The Theory That Would Not Die, by Sharon Bertsch McGrayne
What is known today as Bayes' theorem was invented, like most things, by the marquis de Laplace, but Bayes really did come up with the most important part of it. (By modern conventions we'd call it the Bayes-Price-Laplace rule, but it's too late.) The idea was known then as "inverse probability": probability began with problems where the possible outcomes are known (e.g. a game of chance), and tried to calculate the likelihood of a given outcome. The inverse is to begin with an outcome and try to calculate the probability of it happening. This is one of the core problems of science - given 100 white swans and one black, how likely is it that 1% of swans are black, or that this one is a rare mutant, or that none are black and this observation a trick of the light? Laplace cheerfully proceeded to invent frequentism, the sworn enemy of Bayesian statistics, and followed the latter for the rest of his career (believing, incorrectly, that the two methods always converge on the same solution). Looking for problems to put to the new statistical methodology, Laplace examined if rates of male and female births are identical, and found that male births are consistently higher, but couldn't explain why. (And apparently this is still the case! We still don't know why! I've been misled by every schoolchild probability exercise that begins "assume male and female births equally likely…")

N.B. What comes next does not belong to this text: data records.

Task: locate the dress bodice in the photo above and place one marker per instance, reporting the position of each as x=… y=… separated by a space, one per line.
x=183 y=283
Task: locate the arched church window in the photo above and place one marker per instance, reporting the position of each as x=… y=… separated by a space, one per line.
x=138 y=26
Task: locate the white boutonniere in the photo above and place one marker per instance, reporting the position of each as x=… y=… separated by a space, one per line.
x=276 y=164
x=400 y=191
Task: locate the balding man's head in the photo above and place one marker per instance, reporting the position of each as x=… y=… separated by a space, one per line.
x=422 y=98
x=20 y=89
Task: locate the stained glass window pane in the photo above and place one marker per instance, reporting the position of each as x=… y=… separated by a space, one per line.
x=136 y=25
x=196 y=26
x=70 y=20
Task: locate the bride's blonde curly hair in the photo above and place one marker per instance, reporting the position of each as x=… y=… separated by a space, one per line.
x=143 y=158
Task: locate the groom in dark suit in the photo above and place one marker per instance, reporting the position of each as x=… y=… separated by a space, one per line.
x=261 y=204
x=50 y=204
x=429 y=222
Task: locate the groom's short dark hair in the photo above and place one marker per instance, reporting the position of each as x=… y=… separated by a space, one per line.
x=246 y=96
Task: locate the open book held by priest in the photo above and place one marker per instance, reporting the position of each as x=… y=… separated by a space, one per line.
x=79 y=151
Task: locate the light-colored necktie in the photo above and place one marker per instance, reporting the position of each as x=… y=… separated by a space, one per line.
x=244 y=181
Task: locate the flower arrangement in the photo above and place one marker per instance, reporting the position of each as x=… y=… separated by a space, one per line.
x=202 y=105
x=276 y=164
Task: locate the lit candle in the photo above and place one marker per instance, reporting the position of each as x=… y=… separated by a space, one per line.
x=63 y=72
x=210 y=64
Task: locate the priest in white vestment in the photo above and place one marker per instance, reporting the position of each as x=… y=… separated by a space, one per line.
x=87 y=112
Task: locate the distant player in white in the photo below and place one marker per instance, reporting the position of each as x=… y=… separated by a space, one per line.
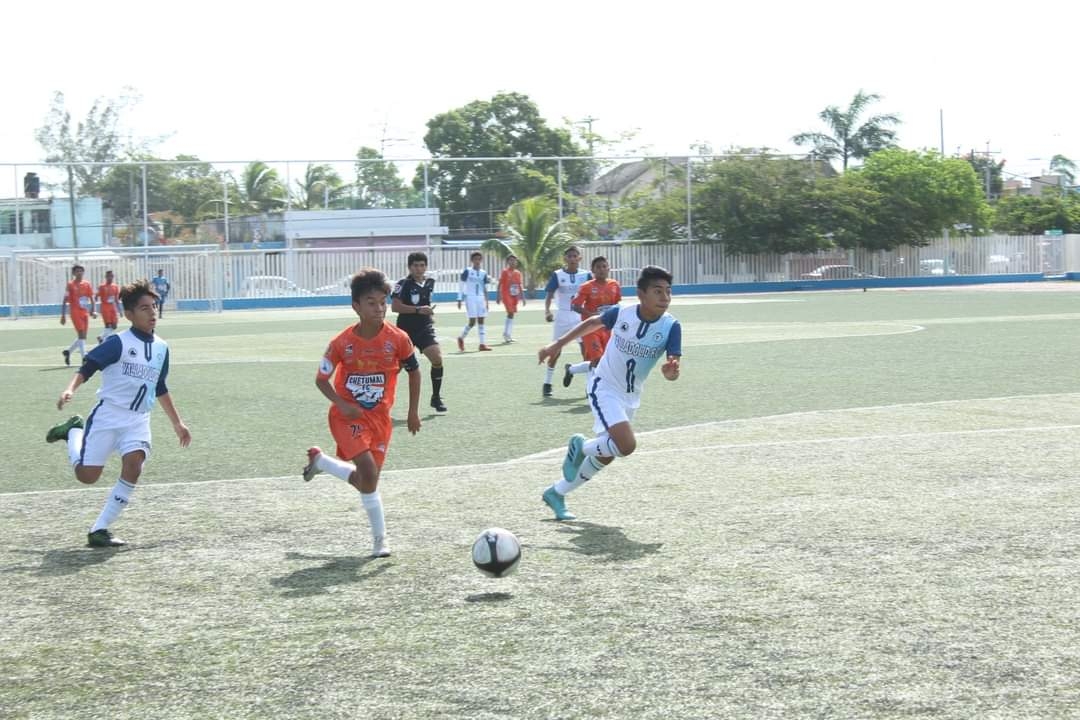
x=562 y=287
x=134 y=366
x=473 y=290
x=640 y=335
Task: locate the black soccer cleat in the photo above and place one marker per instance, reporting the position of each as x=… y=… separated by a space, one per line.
x=104 y=539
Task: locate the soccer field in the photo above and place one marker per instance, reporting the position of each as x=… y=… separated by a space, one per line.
x=850 y=505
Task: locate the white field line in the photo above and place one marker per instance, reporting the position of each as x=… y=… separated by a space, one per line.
x=548 y=456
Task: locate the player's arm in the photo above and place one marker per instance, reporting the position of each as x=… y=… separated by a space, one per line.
x=582 y=328
x=550 y=289
x=412 y=365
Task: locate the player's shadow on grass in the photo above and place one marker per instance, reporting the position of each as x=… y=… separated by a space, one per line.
x=55 y=564
x=604 y=543
x=307 y=582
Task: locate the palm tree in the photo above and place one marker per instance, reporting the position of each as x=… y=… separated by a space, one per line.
x=536 y=235
x=1065 y=167
x=851 y=140
x=260 y=189
x=320 y=185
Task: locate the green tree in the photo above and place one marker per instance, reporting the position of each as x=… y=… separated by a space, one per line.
x=509 y=125
x=259 y=190
x=97 y=138
x=1033 y=215
x=320 y=186
x=850 y=138
x=1064 y=166
x=919 y=194
x=536 y=235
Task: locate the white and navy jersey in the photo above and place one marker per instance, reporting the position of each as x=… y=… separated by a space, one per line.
x=133 y=365
x=473 y=283
x=634 y=349
x=565 y=285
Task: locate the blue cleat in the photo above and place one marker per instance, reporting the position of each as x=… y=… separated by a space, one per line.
x=574 y=457
x=557 y=503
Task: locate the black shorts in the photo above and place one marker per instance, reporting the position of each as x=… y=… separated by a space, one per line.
x=422 y=337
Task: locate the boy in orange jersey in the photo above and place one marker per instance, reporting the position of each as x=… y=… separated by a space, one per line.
x=593 y=298
x=510 y=294
x=359 y=375
x=79 y=295
x=108 y=297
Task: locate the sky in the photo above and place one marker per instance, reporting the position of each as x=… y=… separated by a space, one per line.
x=239 y=82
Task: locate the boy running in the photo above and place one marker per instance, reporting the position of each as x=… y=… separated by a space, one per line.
x=78 y=295
x=108 y=298
x=510 y=294
x=134 y=366
x=595 y=296
x=359 y=375
x=640 y=335
x=474 y=291
x=412 y=300
x=562 y=286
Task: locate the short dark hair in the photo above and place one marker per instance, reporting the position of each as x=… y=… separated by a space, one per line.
x=651 y=273
x=130 y=295
x=367 y=280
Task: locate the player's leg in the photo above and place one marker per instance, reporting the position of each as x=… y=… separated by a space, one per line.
x=434 y=354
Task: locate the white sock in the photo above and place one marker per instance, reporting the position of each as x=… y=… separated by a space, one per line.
x=373 y=504
x=75 y=445
x=334 y=466
x=589 y=467
x=601 y=447
x=118 y=500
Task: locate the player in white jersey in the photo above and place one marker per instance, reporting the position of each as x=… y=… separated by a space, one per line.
x=640 y=335
x=473 y=290
x=134 y=366
x=562 y=287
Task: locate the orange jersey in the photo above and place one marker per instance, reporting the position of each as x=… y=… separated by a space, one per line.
x=510 y=284
x=366 y=369
x=80 y=297
x=595 y=297
x=108 y=296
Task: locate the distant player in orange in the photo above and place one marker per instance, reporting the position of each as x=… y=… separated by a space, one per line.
x=79 y=295
x=108 y=297
x=359 y=375
x=510 y=294
x=593 y=298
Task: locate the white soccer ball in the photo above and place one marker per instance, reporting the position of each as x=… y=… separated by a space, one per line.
x=497 y=552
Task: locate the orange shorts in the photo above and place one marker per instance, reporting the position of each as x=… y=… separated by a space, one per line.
x=354 y=436
x=593 y=344
x=80 y=321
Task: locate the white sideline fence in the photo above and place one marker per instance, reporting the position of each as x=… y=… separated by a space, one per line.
x=30 y=280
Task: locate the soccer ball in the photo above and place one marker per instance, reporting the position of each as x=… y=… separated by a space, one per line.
x=497 y=552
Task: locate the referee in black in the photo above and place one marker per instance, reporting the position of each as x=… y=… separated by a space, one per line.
x=412 y=301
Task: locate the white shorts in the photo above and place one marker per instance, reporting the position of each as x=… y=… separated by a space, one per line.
x=609 y=407
x=113 y=429
x=565 y=321
x=475 y=307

This book, a pretty good history of the topic, then moves on to the development of modern statistical research methods, led by R.A. Fisher, Pearson père (Karl) and fils (Egon) and Jerzy Neyman, fanatical anti-Bayesians all. Thus began the modern frequentist-Bayesian war. Bayes method is uncontroversial when the prior probabilities are known, but the debate is over the legitimacy of making up a "subjective" prior based on one's intuition, or using a uniform prior, when one doesn't. The opposition of the leading statisticians to Bayesian methods won out until WWII, when code-breaking became a mathematicians's game. (At least for early adopters, such as the Poles. "The British agency charged with cracking German military codes and ciphers clung to the tradition that decryption was a job for gentlemen with linguistic skills. Instead of hiring mathematicians, the Government Code and Cypher School employed art historians, scholars of ancient Greek and medieval German, crossword puzzlers, and chess players.") An actuarial mathematician, Marián Rejewski, used group theory to figure out how the wheels of the German Enigma were wired. Alan Turing used Bayesian methods at Bletchley Park to calculate the expected probability of the occurrence of various letters, allowing the breaking of codes which were switched far too often to be broken by brute force.

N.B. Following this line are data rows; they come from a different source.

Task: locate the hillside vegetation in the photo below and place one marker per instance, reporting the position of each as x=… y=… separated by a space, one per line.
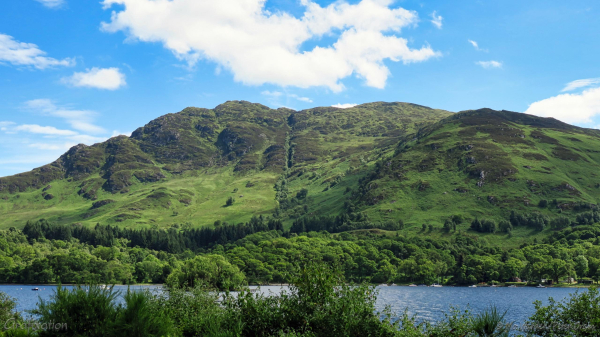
x=375 y=162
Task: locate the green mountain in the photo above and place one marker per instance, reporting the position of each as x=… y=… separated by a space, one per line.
x=383 y=160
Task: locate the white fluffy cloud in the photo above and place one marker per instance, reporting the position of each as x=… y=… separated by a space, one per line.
x=344 y=106
x=259 y=47
x=569 y=108
x=490 y=64
x=44 y=130
x=27 y=54
x=577 y=84
x=275 y=96
x=81 y=120
x=100 y=78
x=51 y=3
x=476 y=46
x=436 y=20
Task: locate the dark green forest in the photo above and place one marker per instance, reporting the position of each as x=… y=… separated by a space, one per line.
x=261 y=252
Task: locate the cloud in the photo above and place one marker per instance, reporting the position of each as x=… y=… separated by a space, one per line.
x=4 y=125
x=51 y=3
x=344 y=106
x=581 y=84
x=300 y=98
x=78 y=119
x=51 y=147
x=436 y=20
x=272 y=94
x=476 y=46
x=274 y=97
x=100 y=78
x=258 y=46
x=490 y=64
x=569 y=108
x=27 y=54
x=45 y=130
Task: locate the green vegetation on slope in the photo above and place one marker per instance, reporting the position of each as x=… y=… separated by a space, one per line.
x=182 y=168
x=375 y=163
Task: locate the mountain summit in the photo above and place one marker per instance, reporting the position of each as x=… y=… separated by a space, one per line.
x=383 y=160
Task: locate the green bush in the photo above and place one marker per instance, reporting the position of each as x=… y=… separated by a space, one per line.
x=87 y=311
x=578 y=315
x=319 y=303
x=213 y=271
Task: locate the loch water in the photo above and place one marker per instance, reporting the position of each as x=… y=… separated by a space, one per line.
x=428 y=303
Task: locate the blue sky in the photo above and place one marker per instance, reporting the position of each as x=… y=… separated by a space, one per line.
x=82 y=71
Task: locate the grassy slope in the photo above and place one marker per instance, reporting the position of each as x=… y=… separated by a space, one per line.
x=436 y=176
x=181 y=168
x=201 y=165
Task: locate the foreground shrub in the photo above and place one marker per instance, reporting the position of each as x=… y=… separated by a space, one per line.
x=318 y=303
x=93 y=311
x=578 y=315
x=87 y=311
x=196 y=312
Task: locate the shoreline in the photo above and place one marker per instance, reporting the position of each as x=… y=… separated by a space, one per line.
x=287 y=285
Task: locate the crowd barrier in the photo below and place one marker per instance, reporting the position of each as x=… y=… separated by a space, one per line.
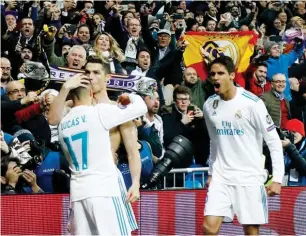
x=166 y=212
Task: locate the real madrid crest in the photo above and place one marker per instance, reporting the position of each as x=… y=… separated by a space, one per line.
x=215 y=104
x=269 y=119
x=238 y=114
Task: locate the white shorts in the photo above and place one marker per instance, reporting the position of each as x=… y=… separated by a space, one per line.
x=249 y=203
x=99 y=216
x=128 y=208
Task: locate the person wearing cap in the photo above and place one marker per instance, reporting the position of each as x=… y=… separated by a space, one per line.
x=164 y=52
x=279 y=63
x=276 y=103
x=256 y=80
x=298 y=102
x=295 y=154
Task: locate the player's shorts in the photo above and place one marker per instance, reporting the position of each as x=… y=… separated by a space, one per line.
x=99 y=216
x=129 y=210
x=249 y=203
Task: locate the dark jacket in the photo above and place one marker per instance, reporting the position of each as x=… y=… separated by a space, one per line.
x=273 y=105
x=196 y=132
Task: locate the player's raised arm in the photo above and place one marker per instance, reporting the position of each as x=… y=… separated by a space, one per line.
x=212 y=152
x=113 y=115
x=264 y=123
x=57 y=107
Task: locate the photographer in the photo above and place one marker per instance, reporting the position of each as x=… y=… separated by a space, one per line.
x=183 y=118
x=17 y=180
x=295 y=157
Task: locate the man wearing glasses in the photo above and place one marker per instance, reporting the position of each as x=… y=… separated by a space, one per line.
x=184 y=118
x=14 y=116
x=277 y=104
x=279 y=63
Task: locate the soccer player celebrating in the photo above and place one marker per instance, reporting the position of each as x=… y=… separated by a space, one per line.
x=237 y=122
x=97 y=207
x=95 y=72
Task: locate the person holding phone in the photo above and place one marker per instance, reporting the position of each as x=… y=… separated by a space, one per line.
x=184 y=118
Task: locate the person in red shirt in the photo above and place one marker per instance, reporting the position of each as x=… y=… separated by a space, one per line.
x=257 y=82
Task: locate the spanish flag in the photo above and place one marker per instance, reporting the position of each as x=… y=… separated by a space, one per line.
x=206 y=46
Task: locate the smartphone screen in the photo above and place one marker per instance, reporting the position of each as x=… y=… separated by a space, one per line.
x=90 y=11
x=190 y=108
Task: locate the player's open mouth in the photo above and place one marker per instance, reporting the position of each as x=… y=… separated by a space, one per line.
x=216 y=87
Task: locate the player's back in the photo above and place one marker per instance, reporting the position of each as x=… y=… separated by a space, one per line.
x=86 y=144
x=236 y=140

After the war, the Bayesian cause was taken up by luminaries such as Jimmie Savage, Harold Jeffreys and E.T. Jaynes. ("Jaynes, who said he always checked to see what Laplace had done before tackling an applied problem, turned off many colleagues with his Bayesian fervor.") Savage was a "full-blown subjectivist": science begins as subjective, varying opinions, he believed; and as more data comes in views slowly converge on the truth. The popularity of quantum mechanics, which like stat mech uses frequentist statistics, worked against the neo-Bayesians. Erwin Schrödinger said, "The individual case is entirely devoid of interest." Robert Schlaifer was a historian who got a job teaching statistics at Harvard Business School and basically taught himself on the fly, inventing the field of Bayesian decision theory as he went. John Tukey used Bayesian methodology, but didn't call himself one. Am I losing you? The back end of this book starts to sag, as it goes through a laundry list of statisticians and their allegiances to Bayesianism, as well as the emergence of numerical computational methods which made calculating posteriors much more feasible: MCMC, Gibbs sampling, the Metropolitan-Hastings algorithm, and software like Stan or BUGS. The breadth of the coverage is overwhelming, and hampered by its shallowness - there are almost no mathematical details in the book, aside from the simplest arithmetic examples. And what's worse is how the end slowly descends into the breathless language of tech marketing: here is a list of unrelated problems, they are unsolvable by traditional methods, but guess which magical solution is being used to solve them?
Ultimately, Bayesian thinking is a useful way to make decisions and a powerful statistical paradigm for solving problems with limited information. While it may be the preferred approach now in a lot of fields, it is also not a panacea, nor are frequentist methods being put to pasture. If the Bayesian wars have reached some kind of conclusion, it is that knowing when to reach for MLE or MAP, p-values or posteriors, or some combination of both (paging Empirical Bayesians!), is more important than blind devotion to a method.